Never been treated in my life. Is it too late to try meds, therapy or whatever the treatment regime is. Is it worth it at my age etc etc even if it’s just for a bit to see. Gonna take some time.
Treatment comes in many forms and can differ very widely from person to person.
Even if you don’t find the help you want right away, you know about it at least.
Enjoy your somewhat guilt free life. 👋
I wasn’t popular, I don’t think I was unpopular either, I was certainly a bad kid though.
Was kicked out of class a lot and used to pick on people and get into fights.
I also used to get picked on by others so I’ve no real sense where I stood.
I’m still friends with people from school over 15 years later and I’m married to the girl I sat next to in English who i routinely got kicked put of class
I’m kind of in the same boat I think. I definitely wasn’t one of the “popular” kids, I didn’t play sports and was a pretty average student. I had a smallish friend group, 5-10 of us; we had a big bench at the end of a hall by a window we “claimed” and hung out at.

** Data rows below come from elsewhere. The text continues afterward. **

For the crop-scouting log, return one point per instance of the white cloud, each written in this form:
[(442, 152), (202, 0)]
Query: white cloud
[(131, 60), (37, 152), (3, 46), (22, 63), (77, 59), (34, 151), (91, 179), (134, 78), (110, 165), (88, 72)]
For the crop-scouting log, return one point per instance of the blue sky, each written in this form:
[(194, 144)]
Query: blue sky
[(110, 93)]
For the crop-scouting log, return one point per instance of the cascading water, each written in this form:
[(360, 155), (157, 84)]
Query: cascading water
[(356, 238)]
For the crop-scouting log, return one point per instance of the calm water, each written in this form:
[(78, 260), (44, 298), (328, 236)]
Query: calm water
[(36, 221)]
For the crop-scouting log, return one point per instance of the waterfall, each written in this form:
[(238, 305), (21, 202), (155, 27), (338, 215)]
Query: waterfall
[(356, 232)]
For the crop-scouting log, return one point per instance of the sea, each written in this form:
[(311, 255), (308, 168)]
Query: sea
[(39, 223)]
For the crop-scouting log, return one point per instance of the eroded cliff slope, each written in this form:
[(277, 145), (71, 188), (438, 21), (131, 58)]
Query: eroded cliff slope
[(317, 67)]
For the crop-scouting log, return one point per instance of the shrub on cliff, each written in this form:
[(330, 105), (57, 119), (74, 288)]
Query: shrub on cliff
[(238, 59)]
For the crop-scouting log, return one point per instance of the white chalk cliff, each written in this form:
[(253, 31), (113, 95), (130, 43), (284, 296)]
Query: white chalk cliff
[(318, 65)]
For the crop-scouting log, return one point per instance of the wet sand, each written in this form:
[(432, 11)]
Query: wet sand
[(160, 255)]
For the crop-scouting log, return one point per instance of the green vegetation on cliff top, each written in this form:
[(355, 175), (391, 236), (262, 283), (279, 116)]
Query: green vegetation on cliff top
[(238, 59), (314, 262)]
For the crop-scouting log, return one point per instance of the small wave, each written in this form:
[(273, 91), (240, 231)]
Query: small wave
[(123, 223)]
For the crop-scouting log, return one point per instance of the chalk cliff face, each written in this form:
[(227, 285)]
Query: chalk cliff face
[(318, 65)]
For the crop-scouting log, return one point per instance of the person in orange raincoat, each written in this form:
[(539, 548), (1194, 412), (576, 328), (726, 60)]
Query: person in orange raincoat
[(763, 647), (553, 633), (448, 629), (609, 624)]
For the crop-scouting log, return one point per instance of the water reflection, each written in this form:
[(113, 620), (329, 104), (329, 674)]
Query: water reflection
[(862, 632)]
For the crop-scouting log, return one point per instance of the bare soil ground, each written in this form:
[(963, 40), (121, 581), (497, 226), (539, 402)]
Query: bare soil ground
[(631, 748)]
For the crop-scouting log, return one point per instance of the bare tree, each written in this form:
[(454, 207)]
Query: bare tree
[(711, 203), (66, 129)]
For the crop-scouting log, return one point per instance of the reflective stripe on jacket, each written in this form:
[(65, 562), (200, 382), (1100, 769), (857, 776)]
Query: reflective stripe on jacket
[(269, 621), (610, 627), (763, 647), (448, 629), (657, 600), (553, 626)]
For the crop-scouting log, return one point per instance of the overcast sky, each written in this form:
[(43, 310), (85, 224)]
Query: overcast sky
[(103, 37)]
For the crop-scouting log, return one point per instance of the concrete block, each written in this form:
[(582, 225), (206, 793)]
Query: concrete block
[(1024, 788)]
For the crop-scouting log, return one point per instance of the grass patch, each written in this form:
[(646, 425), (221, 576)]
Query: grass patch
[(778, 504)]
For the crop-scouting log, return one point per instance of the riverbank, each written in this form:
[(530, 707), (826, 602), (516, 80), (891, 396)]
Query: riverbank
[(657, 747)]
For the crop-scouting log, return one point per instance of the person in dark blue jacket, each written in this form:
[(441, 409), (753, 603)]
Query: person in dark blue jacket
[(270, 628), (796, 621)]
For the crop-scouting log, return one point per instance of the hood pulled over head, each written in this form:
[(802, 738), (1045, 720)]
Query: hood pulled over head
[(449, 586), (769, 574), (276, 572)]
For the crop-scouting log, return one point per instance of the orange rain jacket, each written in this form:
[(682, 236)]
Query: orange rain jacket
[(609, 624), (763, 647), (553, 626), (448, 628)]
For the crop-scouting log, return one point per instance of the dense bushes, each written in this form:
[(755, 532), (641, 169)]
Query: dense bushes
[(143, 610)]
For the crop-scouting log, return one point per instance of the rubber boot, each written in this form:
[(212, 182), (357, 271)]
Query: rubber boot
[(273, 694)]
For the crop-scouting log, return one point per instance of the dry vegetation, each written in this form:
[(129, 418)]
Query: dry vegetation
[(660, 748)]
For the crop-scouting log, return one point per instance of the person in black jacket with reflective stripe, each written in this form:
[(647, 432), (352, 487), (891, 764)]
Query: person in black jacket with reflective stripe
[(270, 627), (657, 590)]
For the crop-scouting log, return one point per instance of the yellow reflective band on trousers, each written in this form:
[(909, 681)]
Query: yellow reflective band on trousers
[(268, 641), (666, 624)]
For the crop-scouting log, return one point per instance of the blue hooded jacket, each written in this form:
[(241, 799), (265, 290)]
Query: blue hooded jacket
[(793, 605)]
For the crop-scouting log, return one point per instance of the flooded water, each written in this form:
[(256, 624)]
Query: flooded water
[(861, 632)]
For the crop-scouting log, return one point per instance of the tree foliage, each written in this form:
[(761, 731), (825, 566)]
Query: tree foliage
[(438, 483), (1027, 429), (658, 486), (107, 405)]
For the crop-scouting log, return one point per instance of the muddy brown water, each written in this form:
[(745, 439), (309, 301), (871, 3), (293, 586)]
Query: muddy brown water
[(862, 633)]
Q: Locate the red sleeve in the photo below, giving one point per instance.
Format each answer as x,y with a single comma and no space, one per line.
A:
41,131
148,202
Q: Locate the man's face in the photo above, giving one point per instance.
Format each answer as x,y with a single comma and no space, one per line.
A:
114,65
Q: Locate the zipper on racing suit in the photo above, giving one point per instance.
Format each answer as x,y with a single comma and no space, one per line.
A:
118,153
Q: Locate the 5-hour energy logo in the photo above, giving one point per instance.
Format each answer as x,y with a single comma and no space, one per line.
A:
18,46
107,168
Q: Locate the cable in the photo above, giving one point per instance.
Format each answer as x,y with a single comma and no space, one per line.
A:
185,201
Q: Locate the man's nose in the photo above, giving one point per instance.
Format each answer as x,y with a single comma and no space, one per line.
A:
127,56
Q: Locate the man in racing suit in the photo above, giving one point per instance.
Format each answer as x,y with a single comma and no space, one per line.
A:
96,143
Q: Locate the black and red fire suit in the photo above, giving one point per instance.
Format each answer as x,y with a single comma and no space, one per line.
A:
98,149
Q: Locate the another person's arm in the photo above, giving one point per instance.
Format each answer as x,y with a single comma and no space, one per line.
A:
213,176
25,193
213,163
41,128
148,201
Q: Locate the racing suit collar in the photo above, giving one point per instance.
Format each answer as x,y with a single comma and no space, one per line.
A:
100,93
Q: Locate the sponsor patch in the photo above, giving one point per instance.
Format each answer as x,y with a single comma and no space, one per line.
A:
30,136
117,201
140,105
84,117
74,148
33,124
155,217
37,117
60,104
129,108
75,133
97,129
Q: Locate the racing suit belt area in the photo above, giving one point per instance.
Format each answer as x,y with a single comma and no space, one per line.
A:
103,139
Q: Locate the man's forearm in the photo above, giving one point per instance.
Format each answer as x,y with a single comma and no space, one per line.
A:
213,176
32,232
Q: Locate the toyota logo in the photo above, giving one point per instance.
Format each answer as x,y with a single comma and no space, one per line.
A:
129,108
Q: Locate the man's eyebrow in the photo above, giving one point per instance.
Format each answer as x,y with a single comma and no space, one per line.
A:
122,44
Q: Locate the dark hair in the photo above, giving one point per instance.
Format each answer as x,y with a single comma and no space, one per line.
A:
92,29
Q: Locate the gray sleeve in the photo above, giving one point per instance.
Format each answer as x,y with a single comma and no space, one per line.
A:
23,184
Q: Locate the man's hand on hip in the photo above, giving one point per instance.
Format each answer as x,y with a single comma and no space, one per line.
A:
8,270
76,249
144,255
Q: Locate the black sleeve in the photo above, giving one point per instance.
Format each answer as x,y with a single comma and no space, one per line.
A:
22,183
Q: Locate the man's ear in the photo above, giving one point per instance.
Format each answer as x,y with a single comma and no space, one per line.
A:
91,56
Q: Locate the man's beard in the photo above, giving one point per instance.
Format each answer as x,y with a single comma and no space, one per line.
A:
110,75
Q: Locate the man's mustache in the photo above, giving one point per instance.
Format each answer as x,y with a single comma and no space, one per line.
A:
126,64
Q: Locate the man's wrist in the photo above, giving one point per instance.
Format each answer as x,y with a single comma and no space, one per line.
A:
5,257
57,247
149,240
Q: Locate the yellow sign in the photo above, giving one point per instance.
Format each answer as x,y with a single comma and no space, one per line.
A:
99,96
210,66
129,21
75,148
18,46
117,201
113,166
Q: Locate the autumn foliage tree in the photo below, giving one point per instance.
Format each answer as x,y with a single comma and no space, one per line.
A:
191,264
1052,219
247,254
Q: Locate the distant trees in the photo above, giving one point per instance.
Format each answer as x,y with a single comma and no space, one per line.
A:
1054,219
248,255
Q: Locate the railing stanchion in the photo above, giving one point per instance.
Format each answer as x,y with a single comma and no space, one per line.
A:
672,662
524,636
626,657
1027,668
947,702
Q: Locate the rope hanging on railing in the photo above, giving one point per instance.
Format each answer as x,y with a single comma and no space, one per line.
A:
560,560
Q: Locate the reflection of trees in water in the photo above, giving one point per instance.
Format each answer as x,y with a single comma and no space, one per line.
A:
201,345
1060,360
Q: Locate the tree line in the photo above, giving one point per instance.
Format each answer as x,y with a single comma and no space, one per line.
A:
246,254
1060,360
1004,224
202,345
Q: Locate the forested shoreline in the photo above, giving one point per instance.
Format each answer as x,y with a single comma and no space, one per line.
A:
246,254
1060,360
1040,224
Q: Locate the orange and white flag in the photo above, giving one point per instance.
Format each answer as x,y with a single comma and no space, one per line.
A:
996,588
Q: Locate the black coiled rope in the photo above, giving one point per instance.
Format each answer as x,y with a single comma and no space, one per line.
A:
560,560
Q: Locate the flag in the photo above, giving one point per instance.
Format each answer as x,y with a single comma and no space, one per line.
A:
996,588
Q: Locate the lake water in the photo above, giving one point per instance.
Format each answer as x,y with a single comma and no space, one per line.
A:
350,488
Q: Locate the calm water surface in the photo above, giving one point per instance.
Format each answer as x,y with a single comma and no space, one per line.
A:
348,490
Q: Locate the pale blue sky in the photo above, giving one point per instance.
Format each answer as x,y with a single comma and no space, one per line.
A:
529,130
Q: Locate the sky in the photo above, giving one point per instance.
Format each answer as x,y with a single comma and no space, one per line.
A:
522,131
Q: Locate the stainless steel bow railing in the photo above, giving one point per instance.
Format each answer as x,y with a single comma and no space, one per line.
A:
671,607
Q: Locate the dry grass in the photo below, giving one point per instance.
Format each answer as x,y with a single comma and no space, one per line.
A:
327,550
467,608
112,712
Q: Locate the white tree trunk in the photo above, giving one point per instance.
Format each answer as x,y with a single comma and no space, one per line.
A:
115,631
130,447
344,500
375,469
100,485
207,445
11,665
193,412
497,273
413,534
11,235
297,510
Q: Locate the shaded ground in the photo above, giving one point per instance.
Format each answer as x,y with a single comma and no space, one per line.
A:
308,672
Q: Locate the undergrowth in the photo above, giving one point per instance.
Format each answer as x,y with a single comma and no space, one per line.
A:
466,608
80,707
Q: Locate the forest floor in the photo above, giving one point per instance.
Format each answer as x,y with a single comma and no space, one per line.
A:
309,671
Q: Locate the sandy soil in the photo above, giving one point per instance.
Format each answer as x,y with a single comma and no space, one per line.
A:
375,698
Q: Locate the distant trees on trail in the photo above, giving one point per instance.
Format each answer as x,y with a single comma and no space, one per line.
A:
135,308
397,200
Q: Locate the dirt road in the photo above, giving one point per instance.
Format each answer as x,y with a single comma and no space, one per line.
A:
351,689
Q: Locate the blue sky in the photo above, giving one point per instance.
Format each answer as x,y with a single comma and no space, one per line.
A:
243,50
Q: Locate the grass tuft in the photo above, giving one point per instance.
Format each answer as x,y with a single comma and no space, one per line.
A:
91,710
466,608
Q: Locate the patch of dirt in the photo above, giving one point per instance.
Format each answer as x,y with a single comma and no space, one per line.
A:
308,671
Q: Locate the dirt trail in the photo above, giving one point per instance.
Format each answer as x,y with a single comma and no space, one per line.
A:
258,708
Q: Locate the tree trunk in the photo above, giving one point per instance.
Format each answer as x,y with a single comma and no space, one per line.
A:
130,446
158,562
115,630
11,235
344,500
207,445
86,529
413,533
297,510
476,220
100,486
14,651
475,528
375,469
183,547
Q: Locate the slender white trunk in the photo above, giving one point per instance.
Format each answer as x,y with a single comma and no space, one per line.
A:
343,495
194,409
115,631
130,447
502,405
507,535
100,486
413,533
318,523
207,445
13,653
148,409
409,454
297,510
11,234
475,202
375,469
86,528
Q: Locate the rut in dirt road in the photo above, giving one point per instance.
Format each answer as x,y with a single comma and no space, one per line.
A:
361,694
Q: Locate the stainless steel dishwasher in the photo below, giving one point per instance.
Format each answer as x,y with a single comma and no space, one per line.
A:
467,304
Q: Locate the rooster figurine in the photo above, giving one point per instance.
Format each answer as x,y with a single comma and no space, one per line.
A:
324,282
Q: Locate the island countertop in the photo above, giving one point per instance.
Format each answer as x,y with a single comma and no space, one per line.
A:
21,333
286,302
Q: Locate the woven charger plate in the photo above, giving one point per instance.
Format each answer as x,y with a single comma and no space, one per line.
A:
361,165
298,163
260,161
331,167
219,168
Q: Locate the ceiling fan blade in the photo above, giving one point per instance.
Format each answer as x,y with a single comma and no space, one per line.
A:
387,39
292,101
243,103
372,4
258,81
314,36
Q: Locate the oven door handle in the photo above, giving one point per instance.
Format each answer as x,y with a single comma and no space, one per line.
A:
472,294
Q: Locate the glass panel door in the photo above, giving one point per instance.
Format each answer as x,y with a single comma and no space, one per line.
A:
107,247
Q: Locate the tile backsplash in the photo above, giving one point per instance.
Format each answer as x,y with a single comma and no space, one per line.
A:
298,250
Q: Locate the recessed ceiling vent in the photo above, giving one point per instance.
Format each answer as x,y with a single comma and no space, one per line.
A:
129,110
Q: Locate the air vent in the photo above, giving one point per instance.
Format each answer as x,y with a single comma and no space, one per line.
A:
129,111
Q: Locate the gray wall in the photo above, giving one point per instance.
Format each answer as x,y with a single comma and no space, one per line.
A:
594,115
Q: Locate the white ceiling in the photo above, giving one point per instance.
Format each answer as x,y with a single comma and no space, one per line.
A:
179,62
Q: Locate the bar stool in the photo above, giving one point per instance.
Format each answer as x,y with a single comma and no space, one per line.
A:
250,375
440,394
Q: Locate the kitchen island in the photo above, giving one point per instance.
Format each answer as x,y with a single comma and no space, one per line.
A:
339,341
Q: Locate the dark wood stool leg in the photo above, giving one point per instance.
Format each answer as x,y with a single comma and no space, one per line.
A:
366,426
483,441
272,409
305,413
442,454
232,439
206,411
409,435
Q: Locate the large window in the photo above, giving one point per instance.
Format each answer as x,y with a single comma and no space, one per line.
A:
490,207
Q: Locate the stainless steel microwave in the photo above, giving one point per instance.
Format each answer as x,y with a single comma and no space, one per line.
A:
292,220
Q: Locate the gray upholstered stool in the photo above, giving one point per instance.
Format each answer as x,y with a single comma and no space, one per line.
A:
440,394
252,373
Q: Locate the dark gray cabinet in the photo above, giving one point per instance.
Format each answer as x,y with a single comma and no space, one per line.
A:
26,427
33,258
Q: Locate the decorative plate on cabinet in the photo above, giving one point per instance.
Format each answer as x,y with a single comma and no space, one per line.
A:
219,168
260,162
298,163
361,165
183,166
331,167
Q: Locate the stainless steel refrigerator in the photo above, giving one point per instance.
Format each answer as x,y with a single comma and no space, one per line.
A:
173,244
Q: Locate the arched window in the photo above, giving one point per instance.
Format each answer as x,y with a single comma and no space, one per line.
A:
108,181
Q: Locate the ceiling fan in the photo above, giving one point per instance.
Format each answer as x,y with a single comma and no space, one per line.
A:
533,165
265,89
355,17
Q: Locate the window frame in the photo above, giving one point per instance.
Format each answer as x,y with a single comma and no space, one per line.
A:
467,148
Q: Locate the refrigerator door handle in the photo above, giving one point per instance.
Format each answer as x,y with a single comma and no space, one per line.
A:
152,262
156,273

I had a couple specific people that bullied me. It wasn’t until about a decade ago I realized there were a few people who actually did see me as mean and a bully. It put things in perspective and gave me a lot to think about.
lol.
lmao
I def was not popular. Introverted, into anime, video games, metal and classical music, was in the band.
Was definitely one of the weird kids, I was nice enough, but I don’t really get people, so ended up having a small group of tight knit friends and that’s was about it. :3
Sounds similar to me in some ways, I think a small group of friends like that is better though. A few of us a still quite close and catch up regularly so I call that a win vs being generally popular.